Tag: INC

  • Boring = Good? Inspirational = Bad?

    LeadershipINCSutton20012

    That is the title of weird interview that just came out in INC this month, which I did with Leigh Buchanan.  And the above drawing is by Graham Roumieu. 

    Here is the story on the INC website. The title is different online than in the print version, they call it "Thoroughly Counterintuitive Approach to Leading."  

    Leigh is always fun to talk to, and after having done interviews on both The No Asshole Rule and Good Boss, Bad Boss, she has emerged as one of my favorite journalists.  For starters, she has such a sense of fun — most of us involved in doing and working with management are entirely too serious — I certainly plead guilty.  Leigh has the rare ability to talk about real ideas while at the same time conveying the absurdity of so much of organizational life .  She is also a great editor.

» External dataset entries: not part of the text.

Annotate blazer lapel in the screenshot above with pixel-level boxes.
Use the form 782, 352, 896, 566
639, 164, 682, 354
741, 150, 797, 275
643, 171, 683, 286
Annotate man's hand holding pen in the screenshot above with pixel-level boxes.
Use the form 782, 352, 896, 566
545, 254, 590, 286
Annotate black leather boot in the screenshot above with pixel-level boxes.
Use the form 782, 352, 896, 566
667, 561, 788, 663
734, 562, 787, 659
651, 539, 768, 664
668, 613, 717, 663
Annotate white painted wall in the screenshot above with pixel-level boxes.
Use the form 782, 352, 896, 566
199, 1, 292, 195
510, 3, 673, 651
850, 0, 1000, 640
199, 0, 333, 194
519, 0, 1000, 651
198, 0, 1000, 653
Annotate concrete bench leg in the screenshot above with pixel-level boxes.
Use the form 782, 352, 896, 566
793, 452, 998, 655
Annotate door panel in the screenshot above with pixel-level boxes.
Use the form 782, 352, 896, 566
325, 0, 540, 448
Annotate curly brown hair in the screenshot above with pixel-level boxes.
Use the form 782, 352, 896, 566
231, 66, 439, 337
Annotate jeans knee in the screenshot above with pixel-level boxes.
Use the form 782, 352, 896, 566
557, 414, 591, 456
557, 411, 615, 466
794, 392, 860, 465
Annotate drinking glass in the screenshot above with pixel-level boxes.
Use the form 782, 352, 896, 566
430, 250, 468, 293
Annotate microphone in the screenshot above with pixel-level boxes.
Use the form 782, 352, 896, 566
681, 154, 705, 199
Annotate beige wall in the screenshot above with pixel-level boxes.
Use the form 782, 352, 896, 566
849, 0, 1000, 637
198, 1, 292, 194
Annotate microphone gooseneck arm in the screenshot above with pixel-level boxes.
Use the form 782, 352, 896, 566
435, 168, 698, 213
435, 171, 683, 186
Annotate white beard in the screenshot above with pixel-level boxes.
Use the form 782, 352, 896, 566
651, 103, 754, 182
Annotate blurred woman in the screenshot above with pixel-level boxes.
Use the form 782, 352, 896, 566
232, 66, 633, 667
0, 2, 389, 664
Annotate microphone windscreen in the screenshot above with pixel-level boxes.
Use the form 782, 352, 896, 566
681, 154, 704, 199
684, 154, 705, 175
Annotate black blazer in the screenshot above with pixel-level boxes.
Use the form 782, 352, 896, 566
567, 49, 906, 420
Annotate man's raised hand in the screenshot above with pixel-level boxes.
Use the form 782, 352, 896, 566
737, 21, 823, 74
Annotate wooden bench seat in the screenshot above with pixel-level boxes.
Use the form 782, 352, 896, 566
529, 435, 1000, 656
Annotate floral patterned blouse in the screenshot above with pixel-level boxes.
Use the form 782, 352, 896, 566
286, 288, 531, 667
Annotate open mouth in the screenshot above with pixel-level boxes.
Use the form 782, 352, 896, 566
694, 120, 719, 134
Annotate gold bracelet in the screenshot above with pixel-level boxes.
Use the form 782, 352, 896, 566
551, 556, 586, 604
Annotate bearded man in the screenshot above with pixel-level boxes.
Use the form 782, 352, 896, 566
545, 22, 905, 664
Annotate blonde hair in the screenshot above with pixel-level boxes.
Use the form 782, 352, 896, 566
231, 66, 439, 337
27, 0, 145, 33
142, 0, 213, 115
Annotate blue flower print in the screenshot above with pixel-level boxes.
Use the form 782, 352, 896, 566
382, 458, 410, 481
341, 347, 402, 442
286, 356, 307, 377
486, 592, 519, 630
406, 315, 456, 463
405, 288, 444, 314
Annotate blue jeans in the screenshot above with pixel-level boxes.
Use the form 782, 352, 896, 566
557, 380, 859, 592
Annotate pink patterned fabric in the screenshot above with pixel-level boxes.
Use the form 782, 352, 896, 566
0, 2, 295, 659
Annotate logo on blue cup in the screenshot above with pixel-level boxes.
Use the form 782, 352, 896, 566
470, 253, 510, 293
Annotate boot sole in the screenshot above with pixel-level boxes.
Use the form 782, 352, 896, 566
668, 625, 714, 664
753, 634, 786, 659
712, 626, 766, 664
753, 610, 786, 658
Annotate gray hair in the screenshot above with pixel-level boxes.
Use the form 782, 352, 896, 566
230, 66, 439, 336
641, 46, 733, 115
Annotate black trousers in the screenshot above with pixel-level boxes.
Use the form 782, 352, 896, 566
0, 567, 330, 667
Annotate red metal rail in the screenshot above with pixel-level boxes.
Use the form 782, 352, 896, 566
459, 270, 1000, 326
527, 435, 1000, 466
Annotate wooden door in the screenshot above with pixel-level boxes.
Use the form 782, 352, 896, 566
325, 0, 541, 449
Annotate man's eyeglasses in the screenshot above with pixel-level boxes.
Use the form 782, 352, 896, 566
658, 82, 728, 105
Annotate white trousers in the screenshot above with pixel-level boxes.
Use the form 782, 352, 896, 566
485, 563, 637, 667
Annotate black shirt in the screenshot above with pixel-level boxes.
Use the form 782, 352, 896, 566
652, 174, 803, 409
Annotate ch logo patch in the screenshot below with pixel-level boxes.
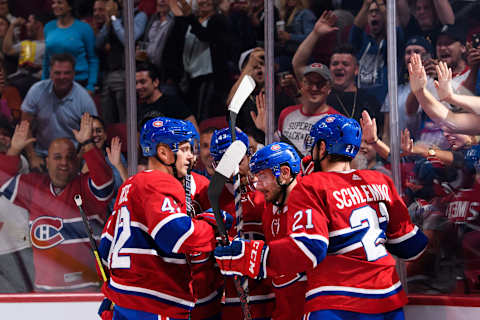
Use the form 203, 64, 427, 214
30, 216, 64, 249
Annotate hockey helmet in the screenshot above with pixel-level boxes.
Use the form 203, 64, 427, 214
304, 114, 362, 158
140, 117, 197, 157
210, 127, 249, 161
250, 142, 300, 178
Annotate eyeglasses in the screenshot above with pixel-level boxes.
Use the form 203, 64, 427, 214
92, 127, 104, 134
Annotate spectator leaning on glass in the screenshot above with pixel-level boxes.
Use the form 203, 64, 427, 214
21, 53, 98, 173
0, 115, 113, 292
43, 0, 99, 93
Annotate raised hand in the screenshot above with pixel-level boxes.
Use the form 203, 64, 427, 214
313, 10, 338, 36
251, 90, 266, 133
359, 110, 378, 144
408, 53, 427, 93
466, 42, 480, 70
72, 113, 93, 144
434, 61, 453, 101
400, 128, 413, 156
106, 136, 122, 167
8, 120, 36, 156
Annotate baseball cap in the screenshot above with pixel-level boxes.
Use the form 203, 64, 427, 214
438, 24, 467, 44
303, 63, 332, 82
405, 36, 433, 54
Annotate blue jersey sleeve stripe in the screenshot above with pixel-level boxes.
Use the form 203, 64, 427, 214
108, 278, 195, 310
88, 177, 114, 201
151, 214, 192, 254
386, 228, 428, 260
290, 233, 328, 268
306, 281, 403, 301
328, 228, 367, 253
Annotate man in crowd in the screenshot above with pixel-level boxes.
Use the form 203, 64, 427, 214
292, 11, 382, 134
136, 63, 198, 132
20, 53, 98, 172
0, 114, 114, 292
277, 62, 340, 158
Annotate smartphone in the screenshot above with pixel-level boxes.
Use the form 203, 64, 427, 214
472, 33, 480, 49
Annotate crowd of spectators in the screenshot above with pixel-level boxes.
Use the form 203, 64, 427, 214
0, 0, 480, 300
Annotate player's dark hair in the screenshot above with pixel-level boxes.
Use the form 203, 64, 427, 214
327, 153, 354, 163
50, 53, 76, 68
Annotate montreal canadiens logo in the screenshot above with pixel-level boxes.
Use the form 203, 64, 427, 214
30, 216, 64, 249
152, 120, 163, 127
325, 116, 335, 123
270, 144, 281, 151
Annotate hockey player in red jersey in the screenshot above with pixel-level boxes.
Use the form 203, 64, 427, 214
215, 114, 429, 319
249, 142, 307, 320
210, 127, 275, 320
98, 117, 233, 320
0, 115, 114, 291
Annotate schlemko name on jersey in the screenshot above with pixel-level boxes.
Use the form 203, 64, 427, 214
332, 184, 391, 210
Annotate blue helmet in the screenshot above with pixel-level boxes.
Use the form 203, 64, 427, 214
184, 120, 200, 154
465, 144, 480, 173
304, 114, 362, 158
210, 127, 249, 161
250, 142, 300, 178
140, 117, 197, 157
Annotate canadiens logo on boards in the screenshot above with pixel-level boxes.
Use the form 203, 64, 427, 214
152, 120, 164, 127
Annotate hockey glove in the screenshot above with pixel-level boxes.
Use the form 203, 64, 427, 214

In every interview I have done with her, I've rambled incoherently on for an hour or so, and she somehow put it in a form that made sense.

    This new interview a conglomeration of some of the stranger ideas from the various books I have written, especially Weird Ideas That Work along with some new twists.  As with weird ideas , I offer these ideas to challenge your assumptions (and my own) and to prompt us all to think.  I don't expect you to agree with them (I am not even sure I agree with all of them), but there is actually a fair amount of evidence and theory to support each of these sometimes uncomfortable ideas.

    To give you a taste,here is how the interview kicks-off:

    Leigh: You and I have been e-mailing about leadership traits, and at one point you suggested, “Good leaders know when to be boring, vague, emotionally detached, and authoritarian.” Under what circumstances might such traits be desirable? Start with boring.

    Me: There are two situations in which it’s a good idea to be boring. One is when you’re working on something but, so far, all you’ve got is bad news. Under those circumstances, any outside attention is bad.

    Don Petersen was the CEO of Ford after the Iaccoca era, and he was responsible for turning the company around. He told me a story about being invited to speak at the National Press Club. He didn’t want to do it. At the time, Ford had no good cars at all. But he and his PR chief decided he would go and give a speech about the most boring subject they could think of. At the time, that was safety. He practiced speaking in the most boring way possible, using the passive voice and long sentences. He put up charts that were hard to read, and then turned his back to the audience to talk about the charts. After that, the press lost interest in him for a while, so he could concentrate on doing the work.

    The other situation is when you’re dealing with controversy. Stanford used to have this brilliant provost, James Rosse. When Jim talked about something like the school’s Nobel Prize winners, he would be animated and exciting and charismatic. But when he had to talk about something like the lack of diversity on campus, he would ramble on for 20 minutes while looking at his feet. I thought it was brilliant

    And so it goes.  I hope you enjoy and I think Leigh for being such a delight to work with and for reminding me not to take myself so seriously.

  • Lessons from Nightmare Bosses and a Blurb for “High-Performance Teaming for Douche Bags”

    That is the title of an interview that Leigh Buchanan did with me on Good Boss, Bad Boss, which just appeared in the October INC. I have know Leigh for some years, since she was at Harvard Business Review. She is a great writer and editor.  Check out this piece she did about two entrepreneurs who spent five years building "eco adventure lodge" called Tranquilo Bay in the rain forest in Panama.   Leigh also did one of the best, and probably the funniest, interview about The No Asshole Rule, which was called "The Bully Rule Book." 

    The new interview similarly reflects Leigh's great skill at taking my disorganized babbling and making me sound coherent.  Here is a taste of the interview, two of the questions and answers:

    Is it harder for bosses whose reports range from the highest- to the lowest-level employees?

    It is harder. Because the people you oversee will have different motivations. With all due respect, this is where Jim Collins is full of shit. I have a friend whose family bought a chain of movie theaters. Maybe all that get-the-right-people-on-the-bus stuff applies to the managers of those multiplexes. But a couple levels down, you're dealing with teenagers who are going to be in the job for a year or less. My friend said there are four things you want those people to do: show up to work, look decent, not make out or get stoned while they're on the job, and not steal. If you can find people like that, you have a successful business.

    Work may be the most important thing in your value system, but that may not be true for those around you. Especially if you have all the equity, and to the people around you, it is just a job.

    Also, Leigh ended the interview with a pretty funny twist… I guess I was saying the s-word a lot during this intervew:

    So can I count on you to write a blurb for my forthcoming book, High-Performance Teaming for Douche Bags?

    Sure. I can do it now. "This is good shit."

    You can read the rest here; it provides a pretty good summary of the main ideas in Good Boss, Bad Boss — not just the lessons from nightmare bosses:

    P.S. A couple of other media things have hit including this short interview in Newsweek, which apparently accompanies a gallery of CEOs Behaving Badly.  Also this nice review of Good Boss, Bad Boss just appeared in Risk Management.  These are also nice, but Leigh's interview is the most fun and goes into the most depth.